This selfie I took on my recent trip to New York and posted it on instagram. It showed what people expect to see. Someone having a great time, happy, carefree, exploring a new city. A face with a full of make up (or as I call it my mask). It got the comments you would expect:
“you look so well”
“You look so much better”
“so good to see you doing so well”
“you look so happy and healthy”.
The compliments came in but all I felt was a fraud. It wasn’t the real truth.
What they didn’t know about was the 2 days I spent in my hotel room not being able to leave. Crying. Anxiety so high all I could manage was room service until my friend was around in the evening. Even then one night we had to stay in my hotel, going out was just too much, so it was an evening of room service and netflix.
This photo was not just me.
This happens with most people experiencing mental health issues.
People around get tired of the person not being able to do anything, who’s tired all the time, totally drained. This is where the mask comes on and we pretend we are just great . . . sometimes even fooling ourselves until we get too exhausted from it and then comes the inevitable crash.
Shortly after my trip, I decided to delete all photographs of myself on instagram, and all recent photos since I’ve been ill off facebook, as I knew they were lies.
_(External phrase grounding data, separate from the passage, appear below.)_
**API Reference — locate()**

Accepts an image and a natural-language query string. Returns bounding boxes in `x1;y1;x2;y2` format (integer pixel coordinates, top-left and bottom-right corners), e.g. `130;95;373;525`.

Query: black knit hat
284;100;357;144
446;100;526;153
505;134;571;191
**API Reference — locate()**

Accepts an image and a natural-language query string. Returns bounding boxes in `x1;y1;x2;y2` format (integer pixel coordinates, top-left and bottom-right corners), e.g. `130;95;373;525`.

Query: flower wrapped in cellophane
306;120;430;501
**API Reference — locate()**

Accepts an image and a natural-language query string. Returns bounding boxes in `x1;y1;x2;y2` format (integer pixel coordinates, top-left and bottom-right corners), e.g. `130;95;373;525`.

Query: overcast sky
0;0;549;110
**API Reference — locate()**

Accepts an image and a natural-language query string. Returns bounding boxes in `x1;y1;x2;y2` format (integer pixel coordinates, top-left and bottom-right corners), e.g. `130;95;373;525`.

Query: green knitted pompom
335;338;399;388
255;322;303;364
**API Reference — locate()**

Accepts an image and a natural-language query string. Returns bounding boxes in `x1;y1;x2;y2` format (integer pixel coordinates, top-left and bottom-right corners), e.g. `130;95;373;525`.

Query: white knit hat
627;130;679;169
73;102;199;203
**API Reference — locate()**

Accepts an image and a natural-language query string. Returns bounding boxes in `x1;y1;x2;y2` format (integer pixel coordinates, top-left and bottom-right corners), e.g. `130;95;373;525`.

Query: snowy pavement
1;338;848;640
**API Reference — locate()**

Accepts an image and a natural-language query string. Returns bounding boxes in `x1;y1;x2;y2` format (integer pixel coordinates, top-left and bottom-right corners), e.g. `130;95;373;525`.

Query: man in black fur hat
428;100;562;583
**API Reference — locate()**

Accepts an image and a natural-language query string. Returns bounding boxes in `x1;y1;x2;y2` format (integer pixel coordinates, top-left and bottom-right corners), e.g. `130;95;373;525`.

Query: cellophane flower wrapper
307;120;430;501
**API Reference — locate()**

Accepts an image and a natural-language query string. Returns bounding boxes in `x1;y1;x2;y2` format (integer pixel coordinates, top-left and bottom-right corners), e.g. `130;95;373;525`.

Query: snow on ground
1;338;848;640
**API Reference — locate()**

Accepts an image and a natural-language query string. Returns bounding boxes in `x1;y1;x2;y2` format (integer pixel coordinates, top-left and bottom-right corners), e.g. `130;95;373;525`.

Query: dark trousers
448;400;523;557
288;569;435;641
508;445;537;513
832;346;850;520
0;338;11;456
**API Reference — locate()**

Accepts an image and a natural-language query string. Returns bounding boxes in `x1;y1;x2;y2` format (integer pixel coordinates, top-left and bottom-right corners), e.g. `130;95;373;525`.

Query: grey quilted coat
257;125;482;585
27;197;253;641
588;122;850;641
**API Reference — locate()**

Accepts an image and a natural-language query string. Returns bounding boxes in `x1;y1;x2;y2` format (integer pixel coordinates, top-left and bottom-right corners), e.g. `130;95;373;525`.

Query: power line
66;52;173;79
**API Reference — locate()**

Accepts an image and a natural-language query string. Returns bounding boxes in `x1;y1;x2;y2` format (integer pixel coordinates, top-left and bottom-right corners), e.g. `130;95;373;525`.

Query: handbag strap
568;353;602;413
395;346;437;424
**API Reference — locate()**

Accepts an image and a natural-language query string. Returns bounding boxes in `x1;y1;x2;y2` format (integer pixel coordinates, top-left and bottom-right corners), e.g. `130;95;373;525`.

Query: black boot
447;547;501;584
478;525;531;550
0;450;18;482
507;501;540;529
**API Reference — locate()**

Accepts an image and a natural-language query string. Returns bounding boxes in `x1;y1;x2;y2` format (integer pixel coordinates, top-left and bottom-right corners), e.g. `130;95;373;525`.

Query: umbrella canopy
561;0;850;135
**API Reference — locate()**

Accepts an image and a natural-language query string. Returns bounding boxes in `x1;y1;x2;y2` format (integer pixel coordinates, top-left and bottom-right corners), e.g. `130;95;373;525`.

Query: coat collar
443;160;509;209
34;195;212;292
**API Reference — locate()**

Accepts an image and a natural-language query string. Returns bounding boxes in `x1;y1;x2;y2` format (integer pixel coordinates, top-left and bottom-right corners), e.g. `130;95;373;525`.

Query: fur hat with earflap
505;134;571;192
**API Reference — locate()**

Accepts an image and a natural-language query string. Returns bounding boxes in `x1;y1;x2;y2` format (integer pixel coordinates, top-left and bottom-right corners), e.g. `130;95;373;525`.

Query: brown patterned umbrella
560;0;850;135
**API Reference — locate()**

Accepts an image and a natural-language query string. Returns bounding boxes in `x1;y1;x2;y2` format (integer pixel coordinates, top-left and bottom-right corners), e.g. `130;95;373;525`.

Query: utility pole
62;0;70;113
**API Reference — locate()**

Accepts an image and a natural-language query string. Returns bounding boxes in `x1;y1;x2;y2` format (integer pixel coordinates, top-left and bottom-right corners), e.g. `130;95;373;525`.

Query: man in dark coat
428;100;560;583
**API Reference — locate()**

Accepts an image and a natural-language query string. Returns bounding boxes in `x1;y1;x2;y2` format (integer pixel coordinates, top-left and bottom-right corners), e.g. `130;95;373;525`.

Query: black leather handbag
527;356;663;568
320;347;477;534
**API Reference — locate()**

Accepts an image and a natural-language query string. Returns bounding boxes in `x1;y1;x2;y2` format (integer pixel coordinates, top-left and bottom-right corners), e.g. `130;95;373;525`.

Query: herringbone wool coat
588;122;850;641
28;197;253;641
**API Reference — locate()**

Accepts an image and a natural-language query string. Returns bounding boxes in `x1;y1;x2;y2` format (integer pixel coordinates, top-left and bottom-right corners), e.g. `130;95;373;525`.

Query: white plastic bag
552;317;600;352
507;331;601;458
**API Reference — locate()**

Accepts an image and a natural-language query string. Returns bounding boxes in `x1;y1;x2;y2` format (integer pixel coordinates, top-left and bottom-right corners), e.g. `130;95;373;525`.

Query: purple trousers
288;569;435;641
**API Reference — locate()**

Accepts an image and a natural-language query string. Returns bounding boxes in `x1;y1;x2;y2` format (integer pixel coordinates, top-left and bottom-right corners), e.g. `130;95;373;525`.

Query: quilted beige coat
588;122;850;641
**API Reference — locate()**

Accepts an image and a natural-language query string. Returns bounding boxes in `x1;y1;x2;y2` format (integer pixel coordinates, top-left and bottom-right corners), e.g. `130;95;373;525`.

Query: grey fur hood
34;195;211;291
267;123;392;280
I also deleted some older ones where I looked happy but I knew the real thoughts going on in my head.
When I looked at the photos all I cold see was all the feelings inside, trying to be masked with a smile. My mouth was smiling, but I could see the dead look in my eyes, revealing the truth. Of course no-one else would even notice that.
This photo I have taken on a recent bad day. I wanted to show the truth (and it is scarey to show). It shows the inability to move out of the safety of my bed. Curled up. Crying. The true weakness and sadness being allowed to be let out.
Mental illness looks different for each person, but I am pretty sure I am not alone in feeling this way.